Gold prices saw a slight increase today, with XAU/USD trading at $1992 as US markets took a break for Thanksgiving, resulting in lower trading volumes. The precious metal has been supported by a decline in US Treasury yields and a weakening of the US dollar, maintaining its position in the tight range of $1990-$2000.
From the beginning of November, US Treasury bond yields have experienced a significant drop, decreasing sharply by over six percent or nearly thirty basis points. Concurrently, the US dollar has shown a marked decrease against other major currencies, with the DXY index falling from above 106 to below 104, indicating a nearly three percent decline.
Earlier this week, gold momentarily surpassed the $2000 mark and has since remained near that level.
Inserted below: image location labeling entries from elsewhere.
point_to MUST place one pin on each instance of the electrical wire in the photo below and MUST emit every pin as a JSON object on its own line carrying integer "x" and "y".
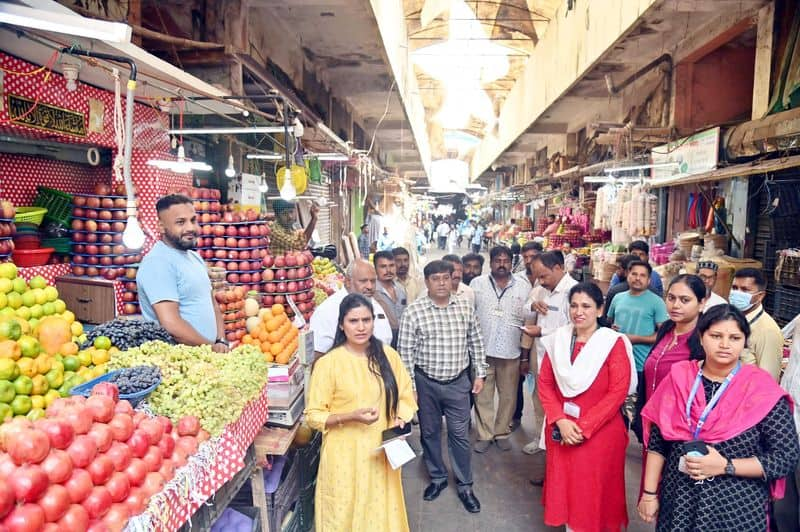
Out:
{"x": 385, "y": 112}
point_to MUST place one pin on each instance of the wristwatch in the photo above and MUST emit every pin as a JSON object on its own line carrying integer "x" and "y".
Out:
{"x": 729, "y": 469}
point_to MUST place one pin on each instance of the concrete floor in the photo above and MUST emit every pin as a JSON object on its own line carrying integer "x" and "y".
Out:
{"x": 509, "y": 503}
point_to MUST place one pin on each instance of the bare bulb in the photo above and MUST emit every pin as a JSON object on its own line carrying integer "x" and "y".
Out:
{"x": 230, "y": 171}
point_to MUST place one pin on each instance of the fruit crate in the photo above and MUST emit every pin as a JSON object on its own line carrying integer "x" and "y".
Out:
{"x": 787, "y": 303}
{"x": 57, "y": 203}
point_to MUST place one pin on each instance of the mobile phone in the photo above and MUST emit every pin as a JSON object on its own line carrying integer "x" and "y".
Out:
{"x": 396, "y": 432}
{"x": 695, "y": 448}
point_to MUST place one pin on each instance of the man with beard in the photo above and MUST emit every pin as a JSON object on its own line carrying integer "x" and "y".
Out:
{"x": 500, "y": 307}
{"x": 473, "y": 267}
{"x": 173, "y": 284}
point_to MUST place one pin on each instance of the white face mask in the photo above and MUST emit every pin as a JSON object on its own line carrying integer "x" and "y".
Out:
{"x": 740, "y": 300}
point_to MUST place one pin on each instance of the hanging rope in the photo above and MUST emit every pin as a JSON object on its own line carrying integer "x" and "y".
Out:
{"x": 119, "y": 127}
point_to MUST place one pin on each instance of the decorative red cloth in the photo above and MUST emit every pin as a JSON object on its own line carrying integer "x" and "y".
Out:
{"x": 585, "y": 484}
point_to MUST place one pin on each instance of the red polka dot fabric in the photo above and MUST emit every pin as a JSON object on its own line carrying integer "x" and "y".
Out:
{"x": 231, "y": 448}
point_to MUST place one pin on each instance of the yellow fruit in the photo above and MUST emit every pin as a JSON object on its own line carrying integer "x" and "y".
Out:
{"x": 38, "y": 401}
{"x": 29, "y": 346}
{"x": 51, "y": 396}
{"x": 85, "y": 358}
{"x": 40, "y": 385}
{"x": 102, "y": 342}
{"x": 9, "y": 349}
{"x": 100, "y": 356}
{"x": 51, "y": 292}
{"x": 39, "y": 296}
{"x": 10, "y": 330}
{"x": 44, "y": 363}
{"x": 27, "y": 367}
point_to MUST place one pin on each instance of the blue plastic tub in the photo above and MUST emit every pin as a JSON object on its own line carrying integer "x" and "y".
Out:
{"x": 134, "y": 399}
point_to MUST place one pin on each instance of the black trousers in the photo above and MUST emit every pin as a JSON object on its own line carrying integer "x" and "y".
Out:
{"x": 451, "y": 400}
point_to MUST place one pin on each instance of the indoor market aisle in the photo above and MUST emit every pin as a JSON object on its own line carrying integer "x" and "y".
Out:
{"x": 509, "y": 502}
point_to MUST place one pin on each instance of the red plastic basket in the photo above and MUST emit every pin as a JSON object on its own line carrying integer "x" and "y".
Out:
{"x": 26, "y": 258}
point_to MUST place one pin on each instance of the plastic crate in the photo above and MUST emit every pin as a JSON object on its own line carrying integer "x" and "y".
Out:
{"x": 30, "y": 215}
{"x": 787, "y": 303}
{"x": 134, "y": 399}
{"x": 57, "y": 203}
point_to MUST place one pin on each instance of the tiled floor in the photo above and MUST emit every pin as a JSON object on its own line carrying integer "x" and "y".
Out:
{"x": 509, "y": 502}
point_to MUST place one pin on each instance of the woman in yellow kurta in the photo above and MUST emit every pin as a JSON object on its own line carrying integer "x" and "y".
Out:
{"x": 358, "y": 389}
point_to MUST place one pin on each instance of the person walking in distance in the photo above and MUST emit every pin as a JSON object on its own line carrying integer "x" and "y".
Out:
{"x": 440, "y": 340}
{"x": 500, "y": 307}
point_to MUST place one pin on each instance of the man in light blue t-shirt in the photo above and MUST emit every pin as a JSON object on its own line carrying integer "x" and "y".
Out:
{"x": 173, "y": 284}
{"x": 638, "y": 312}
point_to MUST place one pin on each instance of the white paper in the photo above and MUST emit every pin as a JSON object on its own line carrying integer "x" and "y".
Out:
{"x": 398, "y": 452}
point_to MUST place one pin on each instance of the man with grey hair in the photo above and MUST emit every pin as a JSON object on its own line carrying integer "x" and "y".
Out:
{"x": 360, "y": 278}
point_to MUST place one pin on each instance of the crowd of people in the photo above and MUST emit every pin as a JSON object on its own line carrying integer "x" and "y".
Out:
{"x": 693, "y": 376}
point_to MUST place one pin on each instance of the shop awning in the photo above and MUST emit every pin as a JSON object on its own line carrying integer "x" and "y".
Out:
{"x": 729, "y": 172}
{"x": 157, "y": 78}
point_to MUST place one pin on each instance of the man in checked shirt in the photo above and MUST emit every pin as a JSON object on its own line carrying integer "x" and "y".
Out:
{"x": 440, "y": 342}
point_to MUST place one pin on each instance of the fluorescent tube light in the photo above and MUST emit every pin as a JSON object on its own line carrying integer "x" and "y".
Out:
{"x": 228, "y": 130}
{"x": 39, "y": 19}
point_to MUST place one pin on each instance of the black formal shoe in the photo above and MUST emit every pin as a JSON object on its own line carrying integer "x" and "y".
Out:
{"x": 470, "y": 501}
{"x": 433, "y": 490}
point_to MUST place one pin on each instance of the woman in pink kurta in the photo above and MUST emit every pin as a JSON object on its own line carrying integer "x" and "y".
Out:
{"x": 675, "y": 341}
{"x": 586, "y": 374}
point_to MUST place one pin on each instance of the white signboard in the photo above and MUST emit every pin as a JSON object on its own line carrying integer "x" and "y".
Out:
{"x": 693, "y": 155}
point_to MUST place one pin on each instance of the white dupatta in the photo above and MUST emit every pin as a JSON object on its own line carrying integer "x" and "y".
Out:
{"x": 574, "y": 378}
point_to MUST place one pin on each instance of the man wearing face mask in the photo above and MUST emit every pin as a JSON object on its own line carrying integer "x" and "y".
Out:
{"x": 765, "y": 347}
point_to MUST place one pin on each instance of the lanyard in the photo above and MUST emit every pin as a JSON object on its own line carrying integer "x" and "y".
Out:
{"x": 494, "y": 287}
{"x": 714, "y": 399}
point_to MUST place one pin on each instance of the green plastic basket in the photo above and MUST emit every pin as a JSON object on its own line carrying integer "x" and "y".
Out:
{"x": 30, "y": 215}
{"x": 60, "y": 245}
{"x": 57, "y": 203}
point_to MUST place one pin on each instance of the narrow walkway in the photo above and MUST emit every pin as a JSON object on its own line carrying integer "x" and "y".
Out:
{"x": 509, "y": 503}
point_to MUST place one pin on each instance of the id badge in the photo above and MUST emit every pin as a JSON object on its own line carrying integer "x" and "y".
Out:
{"x": 572, "y": 410}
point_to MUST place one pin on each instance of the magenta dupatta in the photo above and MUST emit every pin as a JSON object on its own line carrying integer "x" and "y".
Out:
{"x": 751, "y": 395}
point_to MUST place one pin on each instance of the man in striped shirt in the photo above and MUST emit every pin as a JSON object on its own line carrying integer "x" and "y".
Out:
{"x": 440, "y": 342}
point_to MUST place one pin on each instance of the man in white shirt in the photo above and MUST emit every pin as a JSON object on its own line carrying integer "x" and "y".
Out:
{"x": 550, "y": 302}
{"x": 360, "y": 279}
{"x": 707, "y": 271}
{"x": 442, "y": 230}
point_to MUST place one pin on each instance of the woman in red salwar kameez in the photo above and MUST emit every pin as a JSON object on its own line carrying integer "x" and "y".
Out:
{"x": 587, "y": 372}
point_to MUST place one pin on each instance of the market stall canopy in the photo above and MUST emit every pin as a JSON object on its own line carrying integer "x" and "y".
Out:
{"x": 157, "y": 79}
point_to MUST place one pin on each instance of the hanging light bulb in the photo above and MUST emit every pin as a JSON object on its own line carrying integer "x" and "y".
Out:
{"x": 288, "y": 192}
{"x": 230, "y": 171}
{"x": 133, "y": 236}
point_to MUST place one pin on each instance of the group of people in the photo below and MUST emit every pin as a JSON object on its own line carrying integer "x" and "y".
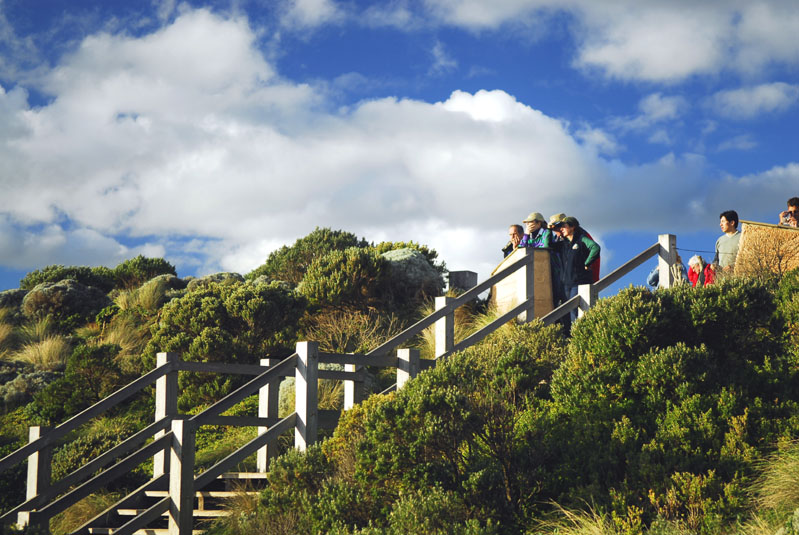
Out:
{"x": 574, "y": 254}
{"x": 699, "y": 272}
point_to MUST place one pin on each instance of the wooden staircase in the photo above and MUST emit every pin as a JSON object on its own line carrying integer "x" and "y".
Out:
{"x": 176, "y": 500}
{"x": 209, "y": 504}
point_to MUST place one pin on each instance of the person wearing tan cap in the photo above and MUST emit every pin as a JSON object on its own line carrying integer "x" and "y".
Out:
{"x": 538, "y": 235}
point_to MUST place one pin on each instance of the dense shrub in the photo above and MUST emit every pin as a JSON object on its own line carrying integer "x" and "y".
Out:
{"x": 354, "y": 277}
{"x": 677, "y": 392}
{"x": 290, "y": 263}
{"x": 225, "y": 323}
{"x": 100, "y": 277}
{"x": 455, "y": 428}
{"x": 136, "y": 271}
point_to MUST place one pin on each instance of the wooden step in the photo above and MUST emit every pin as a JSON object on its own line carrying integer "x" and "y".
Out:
{"x": 243, "y": 475}
{"x": 147, "y": 531}
{"x": 203, "y": 493}
{"x": 200, "y": 513}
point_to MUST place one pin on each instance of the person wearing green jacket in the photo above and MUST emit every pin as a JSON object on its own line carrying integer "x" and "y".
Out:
{"x": 578, "y": 253}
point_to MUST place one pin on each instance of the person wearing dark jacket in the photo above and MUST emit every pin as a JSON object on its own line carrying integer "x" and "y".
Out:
{"x": 578, "y": 253}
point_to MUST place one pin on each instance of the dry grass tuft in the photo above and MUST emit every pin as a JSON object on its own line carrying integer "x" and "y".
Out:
{"x": 36, "y": 331}
{"x": 777, "y": 489}
{"x": 7, "y": 337}
{"x": 578, "y": 523}
{"x": 49, "y": 353}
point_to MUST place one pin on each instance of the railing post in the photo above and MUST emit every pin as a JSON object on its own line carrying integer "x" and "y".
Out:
{"x": 306, "y": 394}
{"x": 667, "y": 257}
{"x": 526, "y": 287}
{"x": 408, "y": 366}
{"x": 444, "y": 328}
{"x": 181, "y": 478}
{"x": 166, "y": 405}
{"x": 353, "y": 389}
{"x": 588, "y": 296}
{"x": 462, "y": 280}
{"x": 39, "y": 471}
{"x": 268, "y": 402}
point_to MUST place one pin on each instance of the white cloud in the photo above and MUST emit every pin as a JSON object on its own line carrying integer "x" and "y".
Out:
{"x": 188, "y": 133}
{"x": 654, "y": 109}
{"x": 443, "y": 63}
{"x": 652, "y": 41}
{"x": 749, "y": 102}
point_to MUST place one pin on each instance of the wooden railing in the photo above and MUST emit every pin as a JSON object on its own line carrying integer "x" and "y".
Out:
{"x": 171, "y": 436}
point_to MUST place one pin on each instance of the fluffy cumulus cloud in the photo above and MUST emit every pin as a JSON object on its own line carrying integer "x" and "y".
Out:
{"x": 748, "y": 102}
{"x": 188, "y": 138}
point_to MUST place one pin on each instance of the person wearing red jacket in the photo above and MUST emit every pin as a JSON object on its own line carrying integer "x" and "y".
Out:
{"x": 699, "y": 272}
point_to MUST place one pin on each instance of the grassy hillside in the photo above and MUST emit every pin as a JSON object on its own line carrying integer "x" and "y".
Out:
{"x": 664, "y": 412}
{"x": 667, "y": 412}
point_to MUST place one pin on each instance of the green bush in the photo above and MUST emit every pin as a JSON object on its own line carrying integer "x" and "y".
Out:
{"x": 676, "y": 392}
{"x": 99, "y": 277}
{"x": 91, "y": 374}
{"x": 354, "y": 277}
{"x": 290, "y": 263}
{"x": 225, "y": 323}
{"x": 136, "y": 271}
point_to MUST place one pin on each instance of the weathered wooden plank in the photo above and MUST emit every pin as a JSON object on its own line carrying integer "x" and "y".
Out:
{"x": 246, "y": 390}
{"x": 150, "y": 515}
{"x": 103, "y": 478}
{"x": 81, "y": 418}
{"x": 245, "y": 451}
{"x": 625, "y": 268}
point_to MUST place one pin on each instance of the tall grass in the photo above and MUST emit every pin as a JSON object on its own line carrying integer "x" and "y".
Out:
{"x": 130, "y": 337}
{"x": 148, "y": 297}
{"x": 82, "y": 512}
{"x": 37, "y": 330}
{"x": 467, "y": 322}
{"x": 50, "y": 353}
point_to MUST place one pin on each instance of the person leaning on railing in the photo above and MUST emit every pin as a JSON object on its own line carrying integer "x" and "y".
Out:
{"x": 790, "y": 217}
{"x": 515, "y": 233}
{"x": 537, "y": 235}
{"x": 578, "y": 254}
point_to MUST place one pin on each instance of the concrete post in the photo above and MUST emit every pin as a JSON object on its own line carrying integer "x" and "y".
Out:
{"x": 408, "y": 366}
{"x": 268, "y": 402}
{"x": 526, "y": 287}
{"x": 353, "y": 389}
{"x": 181, "y": 478}
{"x": 667, "y": 257}
{"x": 588, "y": 297}
{"x": 306, "y": 394}
{"x": 166, "y": 405}
{"x": 444, "y": 328}
{"x": 38, "y": 480}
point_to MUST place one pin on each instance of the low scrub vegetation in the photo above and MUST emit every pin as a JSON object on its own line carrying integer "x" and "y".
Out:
{"x": 661, "y": 413}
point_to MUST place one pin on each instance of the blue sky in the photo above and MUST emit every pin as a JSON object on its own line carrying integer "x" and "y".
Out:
{"x": 211, "y": 133}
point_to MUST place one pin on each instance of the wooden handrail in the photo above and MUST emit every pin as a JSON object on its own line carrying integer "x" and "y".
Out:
{"x": 456, "y": 302}
{"x": 85, "y": 471}
{"x": 245, "y": 451}
{"x": 277, "y": 371}
{"x": 82, "y": 417}
{"x": 121, "y": 468}
{"x": 137, "y": 522}
{"x": 625, "y": 268}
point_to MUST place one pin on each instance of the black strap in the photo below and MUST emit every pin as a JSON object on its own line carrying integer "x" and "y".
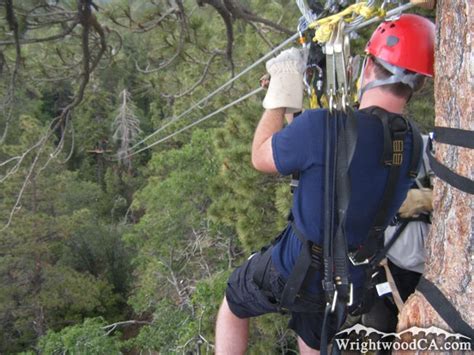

This performance comes even as market participants are gearing up for the release of upcoming S&P Global (NYSE:SPGI) PMIs, which could signal economic challenges and potentially affect Federal Reserve policy decisions on interest rates.
Despite expectations of continued rate hikes by the Federal Reserve and an approximate eighty-five basis points reduction projected by money market futures for next year, gold's path appears steadfast. Technical analysis suggests that if gold manages to break past the $2000 threshold again, it could encounter potential resistance around $2010.
Investors are closely watching these developments as they can have significant implications for the price movements of gold and other key financial indicators.